What changed my mind? The first was my reading of the book Drive. To a large extent, software engineering is a field full of ambiguity and complexity, and that makes compensation hard. So incentives tend to fail or backfire. Then I tried to invert the problem. What if I tried to design a promotion system to piss off as many employees as possible? What characteristics would it have?
- No pleasant surprises. In other words, you can only be disappointed if you didn't get a promotion, you can't be pleasantly surprised by a promotion.
- Create unhappiness by dependence on scarce resources. In other words, gate promotions based on scarce resources so that even people who would otherwise be qualified could become disgruntled through no fault of their own.
- Eliminate accountability from people who make the promotion decisions (e.g., through a committee). That way, promotion decisions can seem arbitrary.
- Ensure that promotions are competitive races between all qualified candidates. This ensures that people who manipulate that packet in such a way as to have the best looking packets will win over people who are trying to get feedback and improve, which is supposedly the point behind all these feedback systems.

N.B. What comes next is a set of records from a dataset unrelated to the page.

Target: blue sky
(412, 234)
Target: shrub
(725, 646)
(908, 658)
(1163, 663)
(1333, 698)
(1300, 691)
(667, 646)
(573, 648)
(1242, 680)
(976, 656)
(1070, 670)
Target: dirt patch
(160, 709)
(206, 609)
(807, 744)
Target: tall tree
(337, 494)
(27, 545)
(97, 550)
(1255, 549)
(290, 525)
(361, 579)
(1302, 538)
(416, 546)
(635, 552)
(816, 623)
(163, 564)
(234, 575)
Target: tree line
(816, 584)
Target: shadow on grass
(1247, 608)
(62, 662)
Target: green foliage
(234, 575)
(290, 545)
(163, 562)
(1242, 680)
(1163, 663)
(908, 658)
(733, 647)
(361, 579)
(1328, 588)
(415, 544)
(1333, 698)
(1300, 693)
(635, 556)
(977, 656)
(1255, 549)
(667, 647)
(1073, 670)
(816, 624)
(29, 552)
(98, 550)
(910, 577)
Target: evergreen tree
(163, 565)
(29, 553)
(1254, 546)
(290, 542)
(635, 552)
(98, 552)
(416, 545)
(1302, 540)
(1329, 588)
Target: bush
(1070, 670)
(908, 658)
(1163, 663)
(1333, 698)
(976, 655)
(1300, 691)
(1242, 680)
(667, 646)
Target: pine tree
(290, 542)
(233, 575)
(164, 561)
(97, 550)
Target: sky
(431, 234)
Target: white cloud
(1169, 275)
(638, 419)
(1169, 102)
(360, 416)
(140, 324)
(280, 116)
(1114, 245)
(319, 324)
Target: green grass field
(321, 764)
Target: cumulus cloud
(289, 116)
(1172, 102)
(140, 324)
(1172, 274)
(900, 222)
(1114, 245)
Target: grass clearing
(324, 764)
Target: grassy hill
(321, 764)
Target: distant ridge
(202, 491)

- You have to select good managers anyway. Even in a peer based system, a bad manager can still sink good engineers by selecting bad goals, or blatantly playing favorites.
- Managers are typically incentivized through business goals. If they deliberately promote poor engineers, good engineers tend to leave their teams and the business goals will be much harder to achieve. In general, most companies do a very good job of properly aligning managers with the corporate objectives. It's much harder to do so for rank and file employees.

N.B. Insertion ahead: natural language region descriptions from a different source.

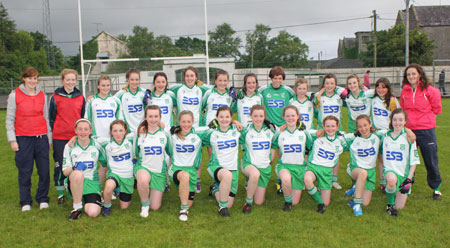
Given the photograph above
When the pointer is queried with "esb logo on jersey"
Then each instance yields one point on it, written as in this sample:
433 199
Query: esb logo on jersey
134 108
275 104
190 101
226 144
326 154
297 148
104 113
262 145
366 152
121 157
185 148
152 150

- A manager can be held accountable for her promotion decisions. It's much harder to hold a faceless committee accountable.
Ultimately, having to have an engineering ladder at all is why I consider startups better places to work. If you've negotiated substantial stock compensation, then it doesn't matter whether or not you're a misfit or superstar under the promotion system. If the company does well, you're going to do very well. If the company does badly, even the superstars aren't going to be adequately compensated. That makes doing the right thing much easier for everyone, and explains why startups tend to have much less office politics than bigger companies.